# **CS250: FOUNDATION OF COMPUTER SYSTEMS [GRAPHICS PROCESSING UNITS GPUS]**



#### Computer Science Colorado State University

\*\* Lecture slides created by: SHRIDEEP PALLICKARA

### Topics covered in this lecture

#### □ GPUs wrap-up

### **HOW GPUS AND CPUS ARE DIFFERENT**

## How GPUs and CPUs differ [1/2]

□ CPUs are very suitable for running

- **Operating systems**
- **Application software**
- On CPUs there are a **vast variety of tasks** a computer may be performing at any given time

 CPUs are designed for running a *small number* of potentially quite **complex tasks**

GPUs are designed for running a *large number* of quite **simple tasks**

□ The CPU design is aimed at systems that execute several **discrete and unconnected tasks**

**□** The GPU design is aimed at problems that can be broken down into **thousands of tiny fragments** and worked on individually

# CPUs and GPUs support threads in very different ways  $[1/2]$

#### □ The **CPU has a small number of registers per core** that must be used to execute any given task

- $\blacksquare$  To achieve this, they rapidly context switch between tasks
- On CPUs, *context switching is expensive* in terms of time
	- **The entire register set must be saved to RAM and the next one restored from RAM**

# CPUs and GPUs support threads in very different ways [2/2]
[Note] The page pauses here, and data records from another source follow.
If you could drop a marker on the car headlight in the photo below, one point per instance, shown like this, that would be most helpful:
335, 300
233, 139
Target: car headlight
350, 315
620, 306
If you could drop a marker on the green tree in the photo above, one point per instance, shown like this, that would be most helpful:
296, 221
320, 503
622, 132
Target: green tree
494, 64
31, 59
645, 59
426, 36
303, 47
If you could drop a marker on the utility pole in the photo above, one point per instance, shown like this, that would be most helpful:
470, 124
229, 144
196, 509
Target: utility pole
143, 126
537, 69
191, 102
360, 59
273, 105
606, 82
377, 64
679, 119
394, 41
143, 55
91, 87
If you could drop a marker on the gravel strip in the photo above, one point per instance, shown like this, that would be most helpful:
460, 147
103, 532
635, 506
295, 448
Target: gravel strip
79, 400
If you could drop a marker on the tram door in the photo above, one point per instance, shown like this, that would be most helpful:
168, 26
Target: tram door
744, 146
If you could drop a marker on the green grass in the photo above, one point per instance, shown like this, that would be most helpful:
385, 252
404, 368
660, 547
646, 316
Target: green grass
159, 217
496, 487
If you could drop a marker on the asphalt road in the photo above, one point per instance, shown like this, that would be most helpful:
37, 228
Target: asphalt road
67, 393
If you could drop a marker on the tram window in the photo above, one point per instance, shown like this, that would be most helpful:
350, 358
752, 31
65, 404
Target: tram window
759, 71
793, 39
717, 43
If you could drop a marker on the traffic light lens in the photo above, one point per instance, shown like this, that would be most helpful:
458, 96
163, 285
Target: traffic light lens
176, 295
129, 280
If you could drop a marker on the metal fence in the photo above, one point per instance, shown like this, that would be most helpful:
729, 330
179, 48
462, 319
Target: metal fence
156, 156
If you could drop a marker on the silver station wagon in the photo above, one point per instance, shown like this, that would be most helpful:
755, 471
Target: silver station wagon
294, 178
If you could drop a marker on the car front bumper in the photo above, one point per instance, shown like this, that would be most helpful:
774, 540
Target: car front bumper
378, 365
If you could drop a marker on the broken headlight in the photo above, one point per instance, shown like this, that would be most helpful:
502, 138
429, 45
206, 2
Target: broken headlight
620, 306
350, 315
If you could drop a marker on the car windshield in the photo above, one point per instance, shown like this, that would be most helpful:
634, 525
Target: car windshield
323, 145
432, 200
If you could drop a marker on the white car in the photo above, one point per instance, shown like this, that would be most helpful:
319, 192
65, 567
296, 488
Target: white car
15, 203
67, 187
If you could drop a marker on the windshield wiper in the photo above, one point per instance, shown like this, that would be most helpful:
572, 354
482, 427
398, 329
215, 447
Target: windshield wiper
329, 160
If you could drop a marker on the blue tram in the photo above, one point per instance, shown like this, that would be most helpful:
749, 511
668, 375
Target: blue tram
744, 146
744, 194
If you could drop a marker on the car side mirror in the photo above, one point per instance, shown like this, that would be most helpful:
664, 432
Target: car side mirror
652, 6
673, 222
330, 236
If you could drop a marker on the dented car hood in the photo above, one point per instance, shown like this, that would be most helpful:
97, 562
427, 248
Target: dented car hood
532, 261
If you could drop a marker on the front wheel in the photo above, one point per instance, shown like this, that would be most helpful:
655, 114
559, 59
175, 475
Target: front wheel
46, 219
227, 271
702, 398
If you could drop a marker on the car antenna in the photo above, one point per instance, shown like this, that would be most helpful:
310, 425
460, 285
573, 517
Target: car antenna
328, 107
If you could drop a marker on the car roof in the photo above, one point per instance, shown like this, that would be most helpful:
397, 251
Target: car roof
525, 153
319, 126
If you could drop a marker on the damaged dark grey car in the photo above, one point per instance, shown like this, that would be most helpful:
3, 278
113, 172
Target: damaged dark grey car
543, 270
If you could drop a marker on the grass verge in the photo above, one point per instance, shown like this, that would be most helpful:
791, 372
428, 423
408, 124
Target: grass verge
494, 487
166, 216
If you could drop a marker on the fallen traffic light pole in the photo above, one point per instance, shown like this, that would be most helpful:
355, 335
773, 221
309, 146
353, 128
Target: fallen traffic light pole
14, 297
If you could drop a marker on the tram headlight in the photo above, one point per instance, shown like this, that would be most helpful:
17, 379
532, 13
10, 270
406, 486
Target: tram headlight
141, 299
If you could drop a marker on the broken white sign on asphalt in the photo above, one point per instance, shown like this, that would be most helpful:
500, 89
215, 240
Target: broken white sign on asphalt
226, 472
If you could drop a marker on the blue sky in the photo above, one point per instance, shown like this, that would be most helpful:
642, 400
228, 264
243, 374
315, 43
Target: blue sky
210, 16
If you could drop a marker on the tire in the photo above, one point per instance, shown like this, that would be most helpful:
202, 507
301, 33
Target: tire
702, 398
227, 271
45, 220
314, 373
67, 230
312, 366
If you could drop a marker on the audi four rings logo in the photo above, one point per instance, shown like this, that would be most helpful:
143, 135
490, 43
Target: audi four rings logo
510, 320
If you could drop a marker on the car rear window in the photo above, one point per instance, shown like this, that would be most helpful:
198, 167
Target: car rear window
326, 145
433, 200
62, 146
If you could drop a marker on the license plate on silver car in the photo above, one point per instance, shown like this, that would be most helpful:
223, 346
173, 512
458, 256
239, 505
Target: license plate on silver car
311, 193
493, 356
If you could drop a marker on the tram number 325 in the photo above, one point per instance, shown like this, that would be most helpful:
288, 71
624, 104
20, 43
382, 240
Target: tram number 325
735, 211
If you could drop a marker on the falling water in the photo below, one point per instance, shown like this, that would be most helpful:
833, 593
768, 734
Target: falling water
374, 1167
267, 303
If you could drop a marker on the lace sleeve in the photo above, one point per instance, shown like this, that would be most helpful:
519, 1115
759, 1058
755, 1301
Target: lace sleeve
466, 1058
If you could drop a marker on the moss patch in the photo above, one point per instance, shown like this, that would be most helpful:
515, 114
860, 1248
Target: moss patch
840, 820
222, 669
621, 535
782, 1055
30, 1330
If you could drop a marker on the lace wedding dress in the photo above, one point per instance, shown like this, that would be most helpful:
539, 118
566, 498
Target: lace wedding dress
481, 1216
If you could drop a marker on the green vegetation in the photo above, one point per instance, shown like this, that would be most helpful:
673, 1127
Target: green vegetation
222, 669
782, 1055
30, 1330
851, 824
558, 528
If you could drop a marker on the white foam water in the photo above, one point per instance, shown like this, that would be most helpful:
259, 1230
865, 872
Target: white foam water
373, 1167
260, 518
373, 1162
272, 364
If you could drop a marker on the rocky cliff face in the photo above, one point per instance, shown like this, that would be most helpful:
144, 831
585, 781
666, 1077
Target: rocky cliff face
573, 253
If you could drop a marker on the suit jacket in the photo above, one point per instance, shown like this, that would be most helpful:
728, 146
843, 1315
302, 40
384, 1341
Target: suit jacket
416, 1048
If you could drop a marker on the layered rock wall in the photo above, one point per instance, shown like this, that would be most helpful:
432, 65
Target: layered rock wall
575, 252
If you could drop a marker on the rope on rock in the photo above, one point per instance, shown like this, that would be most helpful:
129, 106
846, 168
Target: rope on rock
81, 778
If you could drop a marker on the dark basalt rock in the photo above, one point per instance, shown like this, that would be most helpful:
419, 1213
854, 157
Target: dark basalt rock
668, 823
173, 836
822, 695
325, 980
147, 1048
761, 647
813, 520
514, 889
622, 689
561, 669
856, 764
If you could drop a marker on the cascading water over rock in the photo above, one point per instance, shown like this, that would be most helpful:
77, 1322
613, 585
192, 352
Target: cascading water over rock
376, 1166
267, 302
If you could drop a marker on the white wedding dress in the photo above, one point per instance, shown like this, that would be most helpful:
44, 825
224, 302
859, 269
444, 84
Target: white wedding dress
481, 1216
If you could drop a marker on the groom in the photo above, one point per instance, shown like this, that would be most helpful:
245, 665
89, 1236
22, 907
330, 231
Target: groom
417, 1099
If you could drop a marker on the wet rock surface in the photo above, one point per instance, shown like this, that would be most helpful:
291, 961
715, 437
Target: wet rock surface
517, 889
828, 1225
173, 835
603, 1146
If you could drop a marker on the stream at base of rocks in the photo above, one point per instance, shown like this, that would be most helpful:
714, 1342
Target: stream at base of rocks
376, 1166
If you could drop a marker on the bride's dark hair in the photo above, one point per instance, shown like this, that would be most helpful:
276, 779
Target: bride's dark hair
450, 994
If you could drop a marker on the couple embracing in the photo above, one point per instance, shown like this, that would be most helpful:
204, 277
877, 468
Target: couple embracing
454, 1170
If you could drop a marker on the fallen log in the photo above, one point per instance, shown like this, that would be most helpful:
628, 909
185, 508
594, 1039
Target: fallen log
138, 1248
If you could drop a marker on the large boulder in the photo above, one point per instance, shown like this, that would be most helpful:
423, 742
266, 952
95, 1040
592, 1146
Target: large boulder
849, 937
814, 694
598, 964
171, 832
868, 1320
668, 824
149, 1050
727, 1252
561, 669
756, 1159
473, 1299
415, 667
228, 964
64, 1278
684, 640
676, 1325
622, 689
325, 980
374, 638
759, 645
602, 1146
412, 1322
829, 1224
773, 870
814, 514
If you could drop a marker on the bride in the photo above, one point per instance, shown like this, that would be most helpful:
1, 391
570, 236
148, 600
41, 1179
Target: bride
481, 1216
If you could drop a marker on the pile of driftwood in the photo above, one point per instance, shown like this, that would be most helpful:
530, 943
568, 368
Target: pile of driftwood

 $\Box$  GPUs also use the same concept of context switching

- But instead of having a single set of registers, they have **multiple banks of registers**
	- A context switch simply involves *setting a bank selector* to switch in and out the current set of registers
		- Which is **several orders of magnitude faster** than having to save to RAM

### Both CPUs and GPUs must deal with stall conditions [1/2]

- $\Box$  Stalls are generally caused by I/O operations and memory fetches
- The CPU does this by **context switching**
	- **P** Providing there are enough tasks, and the runtime of a thread is not too small, this works reasonably well
	- **If there are not enough processes to keep the CPU busy, it will idle**
	- If there are too many small tasks, each blocking after a short period?
		- The CPU will spend most of its time context switching; very little time doing work
		- CPU scheduling policies are often based on time slicing
		- As the number of threads increases, the percentage of time spent context switching becomes increasingly large and the efficiency starts to rapidly drop off

### Both CPUs and GPUs must deal with stall conditions [2/2]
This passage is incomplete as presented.